Можно себе представить эту сцену, так: в разговоре о смерти, в сотый раз повторяя свою любимую тему, Висновская сказала ему: «Если любишь, убей меня и докажи любовь». Раб ее слов сейчас же поднял на нее револьвер. Эта решимость взволновала ее, но так как она была вызвана ее приказом, а не была неожиданной выходкой, то Висновская и не кричала, и не звала на помощь. (Ф.Н. Плевако Дело Бартенева)

4) Воспроизведение слов, которые должен сказать один из участников процесса (то есть, в отличие от всех предыдущих случаев, не предполагается, что подобные слова были кем-то в реальности произнесены, оратор рекомендует, советует сказать их в определенной ситуации в будущем):

Подготовив мужа издалека (о чем я уже говорил), она бы могла искренно и с полным правом сказать ему: "Миша, со мною случилось горе. Я полюбила другого. Не вини меня. Ведь и ты пережил то же самое. Жена тебя простила. Прости же меня и ты. Я тебе отдала все свои лучшие годы. Не принуждай меня быть такой же любящей, какой ты меня знал до сих пор. Это уже не b моей власти. Счастья у нас не будет. Отпусти меня, Миша. Ты видишь, я сама не своя. Что же я могу сделать?" (С.А. Андреевский Дело Андреева)

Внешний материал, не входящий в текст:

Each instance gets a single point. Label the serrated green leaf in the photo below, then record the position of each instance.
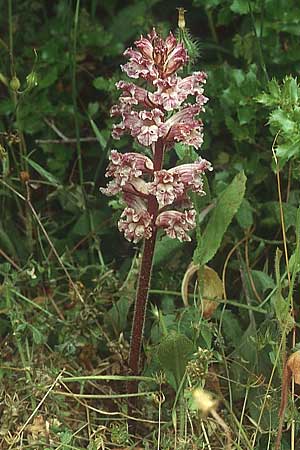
(173, 354)
(244, 215)
(227, 205)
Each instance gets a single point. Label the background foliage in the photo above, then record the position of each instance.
(68, 277)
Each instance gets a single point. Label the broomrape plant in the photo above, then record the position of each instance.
(157, 116)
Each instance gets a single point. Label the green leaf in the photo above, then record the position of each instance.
(227, 205)
(165, 248)
(244, 216)
(240, 6)
(102, 141)
(43, 172)
(174, 353)
(117, 315)
(262, 280)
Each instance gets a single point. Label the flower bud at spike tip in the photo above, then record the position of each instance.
(31, 80)
(204, 401)
(15, 83)
(293, 363)
(181, 20)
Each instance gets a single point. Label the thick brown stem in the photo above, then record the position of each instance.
(145, 276)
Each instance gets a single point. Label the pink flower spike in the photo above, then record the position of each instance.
(166, 187)
(136, 223)
(184, 127)
(176, 224)
(190, 175)
(133, 95)
(125, 168)
(155, 57)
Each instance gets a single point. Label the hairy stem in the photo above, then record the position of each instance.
(145, 275)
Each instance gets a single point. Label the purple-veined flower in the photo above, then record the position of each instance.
(157, 116)
(176, 224)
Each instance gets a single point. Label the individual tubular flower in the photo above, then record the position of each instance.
(184, 127)
(125, 168)
(173, 91)
(145, 126)
(166, 187)
(133, 95)
(155, 58)
(176, 224)
(190, 175)
(171, 185)
(135, 221)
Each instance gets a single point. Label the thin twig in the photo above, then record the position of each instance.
(36, 409)
(35, 214)
(65, 141)
(5, 256)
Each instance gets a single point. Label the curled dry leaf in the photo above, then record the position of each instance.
(212, 288)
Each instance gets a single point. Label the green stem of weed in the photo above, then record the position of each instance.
(74, 93)
(9, 306)
(23, 165)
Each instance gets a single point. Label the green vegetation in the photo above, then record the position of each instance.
(210, 380)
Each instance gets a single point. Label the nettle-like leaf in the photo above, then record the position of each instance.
(173, 354)
(227, 205)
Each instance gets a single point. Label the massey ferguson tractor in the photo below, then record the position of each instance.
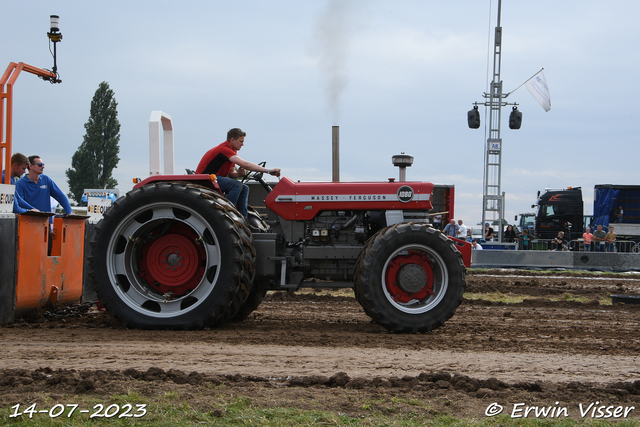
(175, 254)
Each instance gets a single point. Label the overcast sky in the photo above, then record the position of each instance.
(396, 76)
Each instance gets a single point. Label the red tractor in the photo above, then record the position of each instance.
(175, 254)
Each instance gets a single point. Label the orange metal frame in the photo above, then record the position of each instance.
(43, 279)
(6, 109)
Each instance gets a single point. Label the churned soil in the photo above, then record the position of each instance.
(556, 340)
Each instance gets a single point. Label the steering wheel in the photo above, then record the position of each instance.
(256, 176)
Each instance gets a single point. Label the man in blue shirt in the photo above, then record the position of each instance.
(37, 189)
(19, 164)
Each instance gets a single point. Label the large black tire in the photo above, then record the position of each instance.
(172, 256)
(409, 278)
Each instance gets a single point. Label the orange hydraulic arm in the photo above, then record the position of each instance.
(6, 96)
(6, 108)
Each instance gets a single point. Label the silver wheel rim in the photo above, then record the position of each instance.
(122, 258)
(439, 286)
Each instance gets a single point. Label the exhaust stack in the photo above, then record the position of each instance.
(335, 152)
(402, 161)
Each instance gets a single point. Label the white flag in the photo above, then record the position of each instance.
(537, 86)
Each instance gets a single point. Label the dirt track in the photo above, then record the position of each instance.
(305, 344)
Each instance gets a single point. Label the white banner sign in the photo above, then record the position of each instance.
(7, 192)
(537, 86)
(96, 207)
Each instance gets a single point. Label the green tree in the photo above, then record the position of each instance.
(96, 158)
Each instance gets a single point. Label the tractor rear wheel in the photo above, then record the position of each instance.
(172, 256)
(409, 278)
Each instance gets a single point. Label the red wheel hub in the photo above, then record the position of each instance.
(172, 263)
(409, 277)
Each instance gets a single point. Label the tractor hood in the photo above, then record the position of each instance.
(304, 200)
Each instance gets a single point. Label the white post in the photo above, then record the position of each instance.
(157, 119)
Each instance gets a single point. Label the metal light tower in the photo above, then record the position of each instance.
(493, 197)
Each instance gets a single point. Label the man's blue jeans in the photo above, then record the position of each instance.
(237, 193)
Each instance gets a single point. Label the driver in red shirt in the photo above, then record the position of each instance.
(221, 161)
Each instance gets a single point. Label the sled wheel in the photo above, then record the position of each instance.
(172, 256)
(409, 278)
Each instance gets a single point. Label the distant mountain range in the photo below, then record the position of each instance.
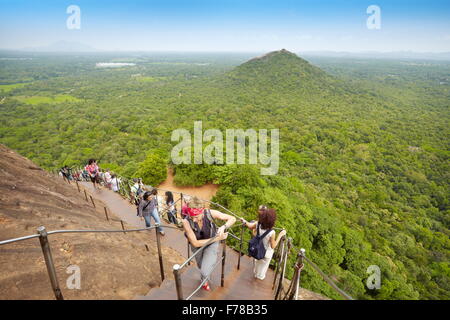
(62, 46)
(70, 46)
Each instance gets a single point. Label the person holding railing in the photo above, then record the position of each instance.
(93, 171)
(263, 227)
(200, 229)
(148, 209)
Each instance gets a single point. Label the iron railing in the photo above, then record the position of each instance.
(280, 257)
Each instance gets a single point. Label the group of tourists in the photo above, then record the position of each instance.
(92, 172)
(197, 221)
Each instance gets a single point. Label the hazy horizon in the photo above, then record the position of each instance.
(229, 26)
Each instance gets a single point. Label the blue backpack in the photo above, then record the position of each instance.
(256, 247)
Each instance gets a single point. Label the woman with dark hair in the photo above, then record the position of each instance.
(170, 207)
(199, 228)
(266, 221)
(148, 208)
(93, 171)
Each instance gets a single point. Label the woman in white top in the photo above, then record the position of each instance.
(266, 221)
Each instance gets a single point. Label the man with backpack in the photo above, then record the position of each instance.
(262, 245)
(148, 208)
(199, 228)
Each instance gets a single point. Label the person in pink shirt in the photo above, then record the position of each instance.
(93, 171)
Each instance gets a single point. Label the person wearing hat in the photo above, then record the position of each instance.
(199, 228)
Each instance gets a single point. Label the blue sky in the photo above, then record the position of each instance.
(219, 25)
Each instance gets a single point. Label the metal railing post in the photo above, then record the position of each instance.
(240, 245)
(106, 214)
(123, 227)
(43, 239)
(158, 242)
(283, 270)
(224, 256)
(279, 257)
(292, 293)
(189, 251)
(176, 273)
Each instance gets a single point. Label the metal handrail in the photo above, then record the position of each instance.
(206, 279)
(283, 257)
(45, 245)
(197, 252)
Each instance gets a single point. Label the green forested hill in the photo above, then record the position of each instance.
(364, 166)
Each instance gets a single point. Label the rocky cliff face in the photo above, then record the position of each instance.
(113, 266)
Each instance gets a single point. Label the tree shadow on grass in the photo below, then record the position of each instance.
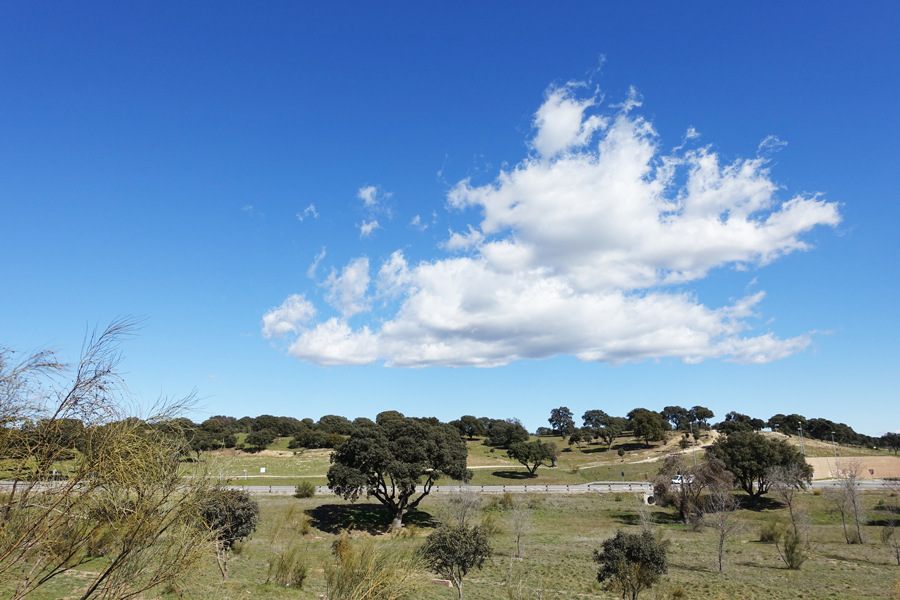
(513, 475)
(633, 518)
(371, 518)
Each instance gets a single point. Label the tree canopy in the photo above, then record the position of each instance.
(631, 562)
(531, 454)
(561, 421)
(750, 456)
(454, 550)
(389, 460)
(648, 425)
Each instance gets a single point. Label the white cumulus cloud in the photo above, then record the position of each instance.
(575, 252)
(309, 210)
(347, 291)
(367, 227)
(289, 317)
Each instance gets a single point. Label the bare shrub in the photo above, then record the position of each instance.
(786, 482)
(721, 516)
(791, 549)
(305, 489)
(519, 521)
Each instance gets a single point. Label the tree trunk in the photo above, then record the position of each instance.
(397, 523)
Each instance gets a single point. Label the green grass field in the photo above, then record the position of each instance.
(566, 529)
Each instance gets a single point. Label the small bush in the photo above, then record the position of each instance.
(791, 549)
(408, 531)
(288, 567)
(305, 489)
(491, 524)
(771, 531)
(535, 501)
(341, 546)
(304, 524)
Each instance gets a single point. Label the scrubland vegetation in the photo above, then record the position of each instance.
(98, 503)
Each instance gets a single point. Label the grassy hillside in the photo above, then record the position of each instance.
(557, 560)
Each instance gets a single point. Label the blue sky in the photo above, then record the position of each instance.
(596, 206)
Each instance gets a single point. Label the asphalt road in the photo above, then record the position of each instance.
(594, 486)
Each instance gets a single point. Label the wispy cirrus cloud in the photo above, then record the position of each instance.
(576, 251)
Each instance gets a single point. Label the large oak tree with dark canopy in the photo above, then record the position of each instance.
(388, 460)
(751, 456)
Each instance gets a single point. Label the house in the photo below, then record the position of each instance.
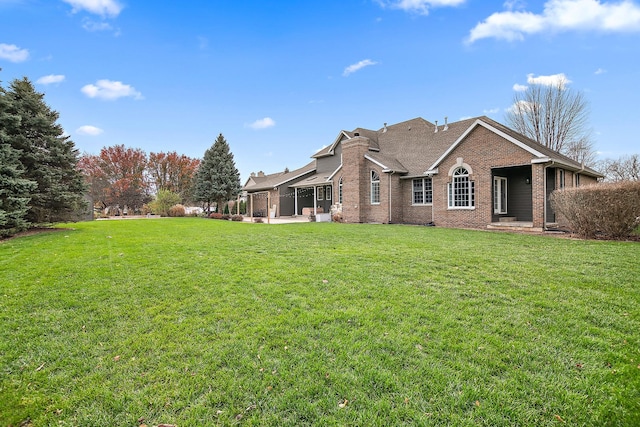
(474, 173)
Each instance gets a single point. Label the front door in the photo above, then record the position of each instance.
(499, 195)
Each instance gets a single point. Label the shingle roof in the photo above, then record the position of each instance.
(412, 146)
(268, 182)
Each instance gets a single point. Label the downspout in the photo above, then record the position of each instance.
(544, 213)
(315, 202)
(390, 175)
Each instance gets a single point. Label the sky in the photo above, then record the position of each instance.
(281, 78)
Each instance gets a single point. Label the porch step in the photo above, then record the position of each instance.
(513, 226)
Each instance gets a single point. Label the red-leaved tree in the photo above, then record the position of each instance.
(117, 177)
(173, 172)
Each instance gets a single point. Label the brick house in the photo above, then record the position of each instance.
(474, 173)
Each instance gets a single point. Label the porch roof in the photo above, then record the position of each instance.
(271, 181)
(313, 180)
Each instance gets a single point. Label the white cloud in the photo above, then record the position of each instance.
(419, 6)
(110, 90)
(94, 26)
(358, 66)
(97, 7)
(265, 123)
(50, 79)
(13, 53)
(560, 15)
(553, 80)
(89, 130)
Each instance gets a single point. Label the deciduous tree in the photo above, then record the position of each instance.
(217, 179)
(117, 176)
(625, 168)
(555, 116)
(173, 172)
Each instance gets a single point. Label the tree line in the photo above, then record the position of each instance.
(124, 180)
(44, 179)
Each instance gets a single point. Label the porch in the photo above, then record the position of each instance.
(514, 226)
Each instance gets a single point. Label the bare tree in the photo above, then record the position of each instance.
(556, 117)
(626, 168)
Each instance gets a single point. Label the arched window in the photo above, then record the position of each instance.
(461, 189)
(375, 188)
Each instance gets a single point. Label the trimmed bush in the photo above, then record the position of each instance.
(610, 210)
(177, 211)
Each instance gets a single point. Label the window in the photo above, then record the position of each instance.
(375, 188)
(461, 190)
(499, 195)
(422, 191)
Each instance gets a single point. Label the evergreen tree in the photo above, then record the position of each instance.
(48, 156)
(217, 179)
(14, 189)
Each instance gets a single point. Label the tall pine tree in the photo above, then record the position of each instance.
(48, 156)
(14, 189)
(217, 179)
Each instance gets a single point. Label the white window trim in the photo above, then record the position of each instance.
(450, 198)
(424, 192)
(371, 188)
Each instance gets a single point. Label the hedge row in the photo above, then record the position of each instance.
(609, 210)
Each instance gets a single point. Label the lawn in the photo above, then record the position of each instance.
(195, 322)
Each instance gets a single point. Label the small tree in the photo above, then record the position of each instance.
(556, 117)
(217, 179)
(625, 168)
(165, 199)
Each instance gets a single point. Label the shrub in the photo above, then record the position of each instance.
(176, 210)
(610, 210)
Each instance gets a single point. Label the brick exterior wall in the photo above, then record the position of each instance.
(414, 214)
(482, 151)
(355, 180)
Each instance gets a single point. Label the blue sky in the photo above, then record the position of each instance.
(280, 78)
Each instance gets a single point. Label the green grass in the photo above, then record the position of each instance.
(198, 322)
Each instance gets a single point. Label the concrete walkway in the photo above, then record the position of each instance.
(279, 220)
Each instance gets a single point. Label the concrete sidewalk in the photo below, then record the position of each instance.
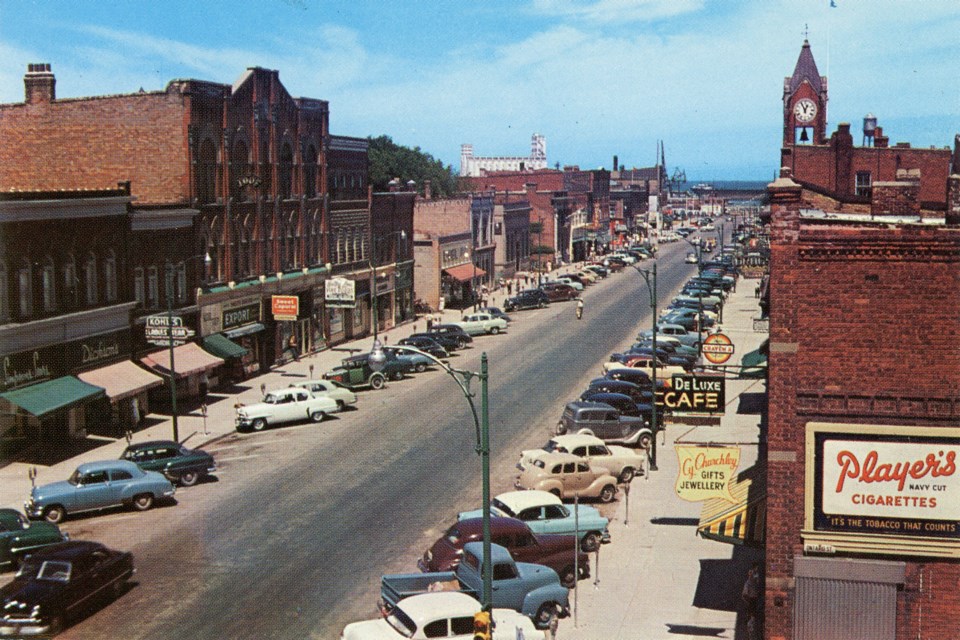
(657, 578)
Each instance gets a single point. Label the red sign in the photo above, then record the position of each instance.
(717, 348)
(285, 307)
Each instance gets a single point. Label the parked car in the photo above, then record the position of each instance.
(175, 461)
(567, 476)
(20, 537)
(416, 362)
(621, 462)
(57, 582)
(496, 312)
(94, 486)
(440, 614)
(531, 589)
(527, 299)
(427, 345)
(330, 389)
(454, 331)
(605, 422)
(293, 404)
(355, 372)
(476, 324)
(559, 291)
(545, 513)
(553, 550)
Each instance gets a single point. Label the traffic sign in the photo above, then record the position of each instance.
(717, 348)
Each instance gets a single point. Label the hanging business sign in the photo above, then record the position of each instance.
(340, 293)
(285, 307)
(706, 472)
(880, 480)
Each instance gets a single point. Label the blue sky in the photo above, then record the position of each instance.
(596, 77)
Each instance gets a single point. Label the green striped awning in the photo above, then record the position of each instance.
(44, 398)
(222, 347)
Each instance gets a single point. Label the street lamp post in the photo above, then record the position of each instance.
(462, 377)
(650, 277)
(373, 276)
(173, 369)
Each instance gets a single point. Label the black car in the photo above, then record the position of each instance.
(172, 459)
(454, 331)
(427, 345)
(55, 583)
(527, 299)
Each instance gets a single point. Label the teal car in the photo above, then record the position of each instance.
(19, 537)
(545, 513)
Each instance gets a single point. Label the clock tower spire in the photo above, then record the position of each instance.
(805, 102)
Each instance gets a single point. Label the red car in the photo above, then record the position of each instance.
(553, 550)
(558, 291)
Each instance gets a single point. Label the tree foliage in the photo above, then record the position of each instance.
(388, 160)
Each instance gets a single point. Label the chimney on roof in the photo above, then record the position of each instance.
(39, 83)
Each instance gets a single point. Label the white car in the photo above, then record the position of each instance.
(292, 404)
(476, 324)
(621, 462)
(331, 389)
(440, 614)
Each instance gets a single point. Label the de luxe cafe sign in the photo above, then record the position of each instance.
(871, 480)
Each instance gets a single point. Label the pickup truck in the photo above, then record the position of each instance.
(284, 405)
(532, 589)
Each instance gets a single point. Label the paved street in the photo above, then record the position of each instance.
(314, 514)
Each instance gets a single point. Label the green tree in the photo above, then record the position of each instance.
(388, 160)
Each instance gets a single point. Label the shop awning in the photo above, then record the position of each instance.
(48, 397)
(222, 347)
(121, 380)
(464, 272)
(741, 522)
(188, 359)
(246, 330)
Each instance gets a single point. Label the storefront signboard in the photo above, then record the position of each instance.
(706, 472)
(879, 480)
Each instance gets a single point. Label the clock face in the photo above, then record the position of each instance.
(805, 110)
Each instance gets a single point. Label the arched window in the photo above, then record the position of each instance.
(25, 289)
(310, 172)
(207, 173)
(286, 171)
(90, 273)
(110, 288)
(139, 287)
(49, 285)
(4, 294)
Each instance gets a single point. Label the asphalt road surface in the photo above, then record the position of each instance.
(292, 537)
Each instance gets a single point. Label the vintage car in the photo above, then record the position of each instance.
(622, 462)
(56, 583)
(605, 422)
(19, 537)
(293, 404)
(172, 459)
(355, 372)
(545, 513)
(553, 550)
(330, 389)
(567, 476)
(98, 485)
(440, 614)
(476, 324)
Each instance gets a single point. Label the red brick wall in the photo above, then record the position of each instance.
(96, 142)
(857, 311)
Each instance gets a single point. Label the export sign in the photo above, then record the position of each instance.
(900, 481)
(717, 348)
(700, 394)
(285, 307)
(706, 472)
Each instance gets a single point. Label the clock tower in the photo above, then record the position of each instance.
(805, 103)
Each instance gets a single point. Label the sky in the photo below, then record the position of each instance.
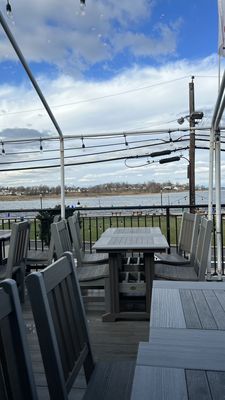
(116, 76)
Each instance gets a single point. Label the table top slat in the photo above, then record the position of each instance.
(131, 239)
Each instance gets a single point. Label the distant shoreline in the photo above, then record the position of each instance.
(81, 194)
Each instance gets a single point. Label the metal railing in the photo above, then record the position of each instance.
(95, 220)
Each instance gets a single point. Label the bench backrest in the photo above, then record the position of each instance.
(61, 325)
(78, 228)
(189, 234)
(18, 246)
(202, 247)
(72, 222)
(61, 237)
(16, 377)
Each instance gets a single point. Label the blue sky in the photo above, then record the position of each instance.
(109, 67)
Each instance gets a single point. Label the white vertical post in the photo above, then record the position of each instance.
(44, 102)
(218, 205)
(210, 194)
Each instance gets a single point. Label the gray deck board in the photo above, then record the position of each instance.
(110, 341)
(148, 385)
(171, 315)
(189, 309)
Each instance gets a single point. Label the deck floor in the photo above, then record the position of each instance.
(110, 341)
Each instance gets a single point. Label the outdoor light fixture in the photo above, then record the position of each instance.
(161, 153)
(193, 116)
(3, 150)
(8, 8)
(41, 147)
(125, 141)
(83, 145)
(169, 159)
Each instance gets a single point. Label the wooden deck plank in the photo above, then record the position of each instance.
(216, 382)
(198, 387)
(189, 309)
(110, 341)
(204, 312)
(216, 308)
(158, 383)
(171, 315)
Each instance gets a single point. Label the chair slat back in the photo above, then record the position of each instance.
(18, 246)
(72, 222)
(61, 324)
(188, 233)
(16, 377)
(202, 247)
(61, 237)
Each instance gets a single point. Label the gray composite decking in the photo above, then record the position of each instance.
(185, 358)
(110, 341)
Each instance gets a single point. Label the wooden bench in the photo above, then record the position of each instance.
(82, 257)
(64, 340)
(16, 378)
(195, 271)
(185, 253)
(16, 261)
(91, 276)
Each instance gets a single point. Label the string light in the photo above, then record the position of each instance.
(41, 147)
(8, 8)
(125, 141)
(82, 7)
(83, 145)
(3, 149)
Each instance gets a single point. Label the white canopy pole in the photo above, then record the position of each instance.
(218, 205)
(45, 104)
(210, 194)
(217, 115)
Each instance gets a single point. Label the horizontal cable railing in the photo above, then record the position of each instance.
(95, 220)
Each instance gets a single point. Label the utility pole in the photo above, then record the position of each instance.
(191, 169)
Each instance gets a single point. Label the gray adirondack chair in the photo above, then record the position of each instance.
(16, 262)
(186, 244)
(38, 259)
(81, 256)
(16, 377)
(62, 329)
(195, 271)
(95, 276)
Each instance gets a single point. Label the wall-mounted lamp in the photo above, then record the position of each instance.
(193, 116)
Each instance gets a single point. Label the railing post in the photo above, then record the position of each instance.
(168, 227)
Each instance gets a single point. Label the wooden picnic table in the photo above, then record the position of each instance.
(185, 356)
(120, 241)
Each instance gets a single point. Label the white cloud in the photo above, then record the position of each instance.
(61, 36)
(160, 97)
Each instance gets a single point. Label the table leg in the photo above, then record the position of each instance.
(149, 276)
(114, 266)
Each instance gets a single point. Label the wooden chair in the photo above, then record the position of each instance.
(38, 259)
(81, 256)
(16, 377)
(186, 244)
(95, 276)
(16, 262)
(62, 329)
(195, 271)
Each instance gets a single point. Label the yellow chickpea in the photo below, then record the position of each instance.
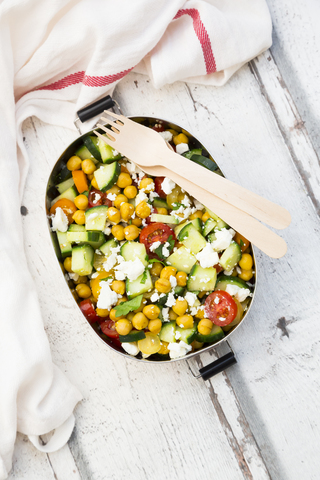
(143, 210)
(148, 184)
(156, 269)
(205, 326)
(123, 326)
(181, 138)
(151, 311)
(118, 232)
(83, 290)
(197, 214)
(124, 180)
(180, 307)
(131, 232)
(186, 321)
(136, 221)
(67, 264)
(88, 166)
(155, 325)
(130, 191)
(126, 211)
(118, 286)
(246, 261)
(114, 215)
(140, 321)
(181, 279)
(81, 202)
(167, 272)
(163, 285)
(74, 163)
(79, 217)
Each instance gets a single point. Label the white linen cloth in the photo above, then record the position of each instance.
(66, 54)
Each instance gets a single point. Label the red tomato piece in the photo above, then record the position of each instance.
(108, 327)
(88, 310)
(155, 232)
(157, 185)
(220, 308)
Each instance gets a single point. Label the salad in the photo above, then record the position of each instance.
(156, 273)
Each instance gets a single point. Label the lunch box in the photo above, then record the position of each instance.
(83, 115)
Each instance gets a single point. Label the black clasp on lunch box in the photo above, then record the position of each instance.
(217, 366)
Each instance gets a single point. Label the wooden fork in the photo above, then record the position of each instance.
(147, 148)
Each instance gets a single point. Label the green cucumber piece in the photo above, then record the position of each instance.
(208, 226)
(82, 260)
(182, 260)
(168, 332)
(108, 154)
(65, 246)
(132, 250)
(136, 287)
(187, 335)
(156, 217)
(133, 336)
(96, 218)
(107, 175)
(70, 194)
(63, 186)
(202, 279)
(191, 238)
(214, 336)
(230, 257)
(91, 142)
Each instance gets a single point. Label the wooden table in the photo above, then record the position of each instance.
(259, 419)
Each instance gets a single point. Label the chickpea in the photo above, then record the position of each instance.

5) Наконец, в заключение следует упомянуть форму, которая практически выходит за границы цитации, поскольку здесь не воспроизводится какая-либо речь, а только рисуется картина разговоров:

Но человек, который ей отдаст себя, который соединит свой путь с ее путем, должен, будет принести страшную жертву, — он должен будет примириться с тем, что ее прошлое омрачено, что сзади него там, где-то, ведомый или неведомый ему, живет человек, надругавшийся над его женой, смертельно оскорбивший ее, замаравший ее когда-то непорочное имя. Сумеет ли избранный простить? Как перенесет он часы признаний, которыми ей придется отравить первые же дни их счастья? И если он, по-видимому, все простит ей, действительно ли он примирится с пережитым, и оно, вопреки его словам и, может быть, даже клятвам, не будет носиться перед ним, отравляя дни их семейного мира? Может быть, не раз, не два, слушая ее полные любви и ласки речи, он будет сравнивать их с теми, что расточала она другому, отдаваясь ему, как жертва, и сложное чувство ревности и оскорбленного самолюбия исказит его черты... Такие думы заставляли ее считать неисполнимым ее право на светлый семейный очаг, унижали ее в ее собственныx глазах. (Ф.Н. Плевако Дело Бартенева)

 

Литература

Алещанова И.В. Цитация в газетном тексте: На материале современной английской и российской прессы : Дис. ... канд. филол. наук. – Волгоград,  2000.

Арутюнова Н.Д. Типы языковых значений: Оценка. Событие. Факт. - М: Наука, 1988.

Ахманова О.С. Очерки по общей и русской лексикологии. – М.: УРСС, 2005.

Блумфилд Л. Язык / Под ред. М.М. Гухман. – М.: УРСС, 2002.

Земская Е.А. Цитация и виды ее трансформации в заголовках современных газет // Поэтика, стилистика, язык и культура. Памяти Татьяны Григорьевны Винокур. - М., 1996.

Кузьмина Н.А. Интертекст и его роль в процессе эволюции поэтического языка: Автореферат дисс… докт. филол. наук. – Екатеринбург, 1999.

Сергеич П. Искусство речи на суде. - М.: Юридическая литература, 1988.

Филиппов, А.В., Романова Н.Н. Публичная речь в понятиях и упражнениях: Справочник. - М., 2002.

Чубай С.А. Диалогичность современной политической рекламы: Дисс… канд. филол. наук. – Волгоград, 2007.